Ctrl K

FI-2010 Benchmark Dataset - EDA

The FI-2010 dataset is the standard benchmark for limit order book mid-price movement prediction research. It covers ten trading days of five Finnish stocks from the Helsinki Stock Exchange (June 1-14, 2010), sampled from the Nasdaq Nordic exchange, reconstructed at 10 levels of depth.

The dataset is structured as a supervised classification problem: given a 144-dimensional snapshot of the order book state, predict whether the mid-price will move up, down, or remain stationary over the next k events (k = 1, 2, 3, 5, 10).
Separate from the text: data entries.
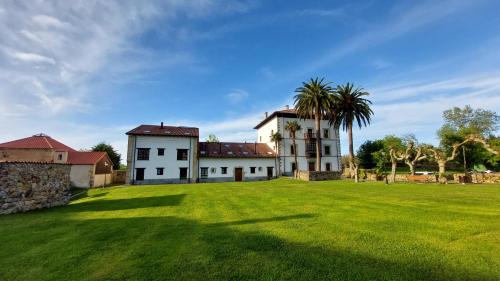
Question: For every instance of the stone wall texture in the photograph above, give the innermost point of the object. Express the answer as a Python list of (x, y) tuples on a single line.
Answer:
[(318, 176), (29, 186)]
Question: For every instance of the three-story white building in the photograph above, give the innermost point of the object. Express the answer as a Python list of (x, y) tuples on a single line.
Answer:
[(168, 154)]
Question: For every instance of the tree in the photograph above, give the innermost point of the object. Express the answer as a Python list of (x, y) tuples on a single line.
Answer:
[(365, 153), (293, 127), (413, 153), (441, 157), (314, 100), (112, 153), (276, 138), (393, 148), (462, 122), (212, 138), (350, 106)]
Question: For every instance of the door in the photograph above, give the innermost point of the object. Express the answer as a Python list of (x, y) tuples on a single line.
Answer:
[(238, 174), (270, 172), (311, 166), (139, 174)]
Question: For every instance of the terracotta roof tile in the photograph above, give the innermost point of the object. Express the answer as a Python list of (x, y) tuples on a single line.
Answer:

Data source: Ntakaris et al. (2018), available via the authors upon request.
Original dataset: https://etsin.fairdata.fi/dataset/73eb48d7-4dbc-4a10-a52a-da745b47a649

This notebook uses a subset (fi2010_subset.npz): 2,000 rows sampled from each of the 9 cross-validation folds' test splits (18,000 rows total, ~10 MB). The full dataset contains over 300 thousand rows across train and test. All EDA code works identically on the full dataset. Replace fi2010_subset.npz with the full .txt files via the loader in the methodology section.

Parameter Value
Stocks 5 Finnish stocks, Helsinki Stock Exchange
Period June 1–14, 2010 (10 trading days)
LOB depth 10 levels (bid and ask)
Features 144 (40 raw LOB + 104 time-series derived)
Label horizons k = 1, 2, 3, 5, 10 events ahead
Label classes 1 = down, 2 = stationary, 3 = up
Normalisation Z-score (NoAuction variant used here)
CV splits 9 anchored walk-forward folds
Subset rows 18,000 (2,000 per fold)

Related papers

  • Benchmark Dataset for Mid-Price Forecasting of Limit Order Book Data with Machine Learning Methods
    Ntakaris, A., Magris, M., Kanniainen, J., Gabbouj, M., and Iosifidis, A.
    Journal of Forecasting, 37(8), 852-866, 2018

  • DeepLOB: Deep Learning for Limit Order Books
    Zhang, Z., Zohren, S., and Roberts, S.
    IEEE Transactions on Signal Processing, 2019

  • Temporal Attention Augmented Bilinear Network for Financial Time-Series Data Analysis
    Tran, D.T., Iosifidis, A., Kanniainen, J., and Gabbouj, M.
    IEEE Transactions on Neural Networks and Learning Systems, 2019

In [1]:
import numpy as np
import pandas as pd
import matplotlib
import matplotlib.pyplot as plt
import matplotlib.ticker as mticker
import warnings
warnings.filterwarnings('ignore')

from pathlib import Path
from IPython.display import display, HTML

FL_BLUE   = '#2563eb'
FL_SLATE  = '#64748b'
FL_AMBER  = '#f59e0b'
FL_GREEN  = '#16a34a'
FL_RED    = '#ef4444'
FL_BG     = '#ffffff'
FL_GRID   = '#e2e8f0'
FL_TEXT   = '#0f172a'
FL_TEXT2  = '#334155'
FL_BORDER = '#e2e8f0'

matplotlib.rcParams.update({
    'figure.facecolor':  FL_BG,
    'axes.facecolor':    FL_BG,
    'axes.edgecolor':    FL_BORDER,
    'axes.labelcolor':   FL_TEXT2,
    'axes.spines.top':   False,
    'axes.spines.right': False,
    'axes.grid':         True,
    'grid.color':        FL_GRID,
    'grid.linewidth':    0.7,
    'xtick.color':       FL_TEXT2,
    'ytick.color':       FL_TEXT2,
    'xtick.labelsize':   10,
    'ytick.labelsize':   10,
    'axes.labelsize':    11,
    'axes.titlesize':    12,
    'axes.titlecolor':   FL_TEXT,
    'axes.titlepad':     12,
    'legend.frameon':    False,
    'legend.fontsize':   10,
    'figure.dpi':        300,
    'savefig.bbox':      'tight',
    'font.family':       'sans-serif',
    'font.sans-serif':   ['Inter', 'Helvetica Neue', 'Arial', 'DejaVu Sans'],
})

# To use the full dataset instead, replace this block with load_fi2010_txt()
# defined in the Methodology section at the bottom of this notebook.
SUBSET_PATH = Path('data/fi2010_subset.npz')
arc = np.load(SUBSET_PATH, allow_pickle=True)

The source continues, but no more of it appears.